伝動ケース7の両側に張出する左右円筒状ケース9周りに回動する左右回動筒部9aに各々上下揺動する左右車輪支持体1を設け、この左右車輪支持体1の後端部に各々設けた左右車軸11に後輪10を設けているが、左右回動筒部9aの左右両端部側の内部には各々左右車輪支持体1の基部に各々固定した左右移動筒体9cが嵌入支持されており、左右取っ手付きボルト9dにて左右移動を固定している。左右後輪10の左右位置調節(トレッド調節)を行う場合には、左右取っ手付きボルト9dを緩めて、左右回動筒部9aに対して左右移動筒体9cを機体左右方向に移動させて左右後輪10の位置調節を行い、再び左右取っ手付きボルト9dを締めて左右回動筒部9aに左右移動筒体9cを固定する。このようにして、左右後輪10は、自由にその左右位置調節(トレッド調節)を行うことができる。図に示すように、後輪10を車輪支持体1の内側に付ければトレッドは最短となる。
【0040】
ここで、1畝に往復4条植えを行う例を説明すると、左後輪10は左車輪支持体1の内側に装着して機体中心からの距離を450mmとし(このとき、左後輪10は左苗植付ホッパー3の平行リンクアーム25、26前方の空間部Kに位置させて、左苗植付位置のすぐ近傍に左後輪10は配置される)、右後輪10は機体中心からの距離を725mmに設定する。そして、左右植付ホッパー3の植付位置及び左右鎮圧具4の苗鎮圧位置は、機体中心から250mmに設定する。そして、左右後輪10を畝Aを跨がして各々畝溝を走行するようにして、各部を駆動し往路行程で1条目と3条目を植付け、復路行程で2条目と4条目を植付けて、1畝に往復で4条を植付けることができる。
【0041】
左右苗植付ホッパー3の後方には、各々、これら左右苗植付ホッパー3によって土壌面(畝)Aに植付けられた苗の左右側方を鎮圧及び覆土する左右鎮圧具4を設ける。
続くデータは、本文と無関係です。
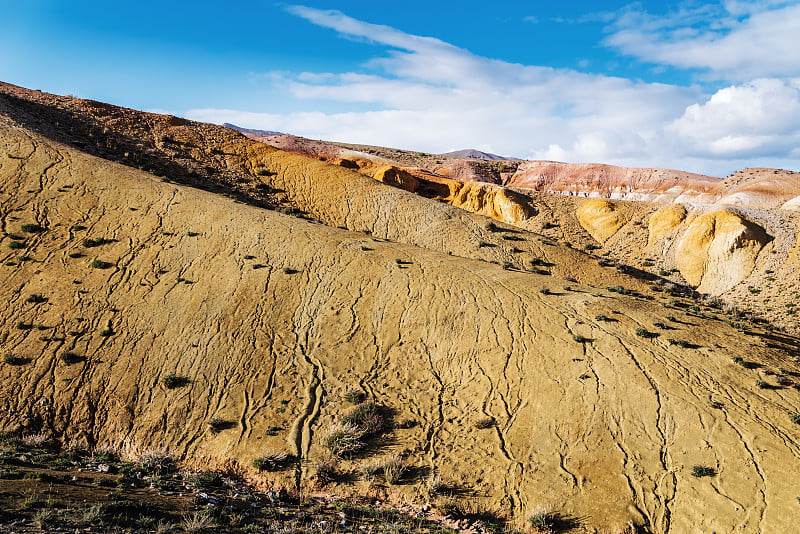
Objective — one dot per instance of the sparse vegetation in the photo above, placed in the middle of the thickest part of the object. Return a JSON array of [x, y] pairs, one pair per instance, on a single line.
[[10, 359], [70, 357], [172, 381], [393, 470], [342, 439], [643, 332], [703, 471], [90, 243], [542, 518], [325, 469], [369, 418], [217, 424], [271, 460], [355, 397], [485, 422]]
この鎮圧具4は、各苗植付位置に対して左右一対の、左右対称状構成とし、支軸32の周りに回転自在に構成して、前側及び上側を左右に開くように傾斜させた構成としている。前記車体2には座席33や、ステップ34等を配置して、作業者が搭乗して補助苗受台21の苗を苗供給装置20の苗カップ19へ補給することができる構成としている。尚、鎮圧具4の前側の開き角度をボルト4aを緩めて調節できる構成としており、圃場条件や苗条件に応じて、鎮圧具4の圃場に植付けた苗に対する土寄せ量を変更できるようにして、圃場の条件や色々な苗に対応できるようにしている。
【0042】
次に、主として図4と図5に基づいて、左右鎮圧具40の装着構成及び作用について説明する。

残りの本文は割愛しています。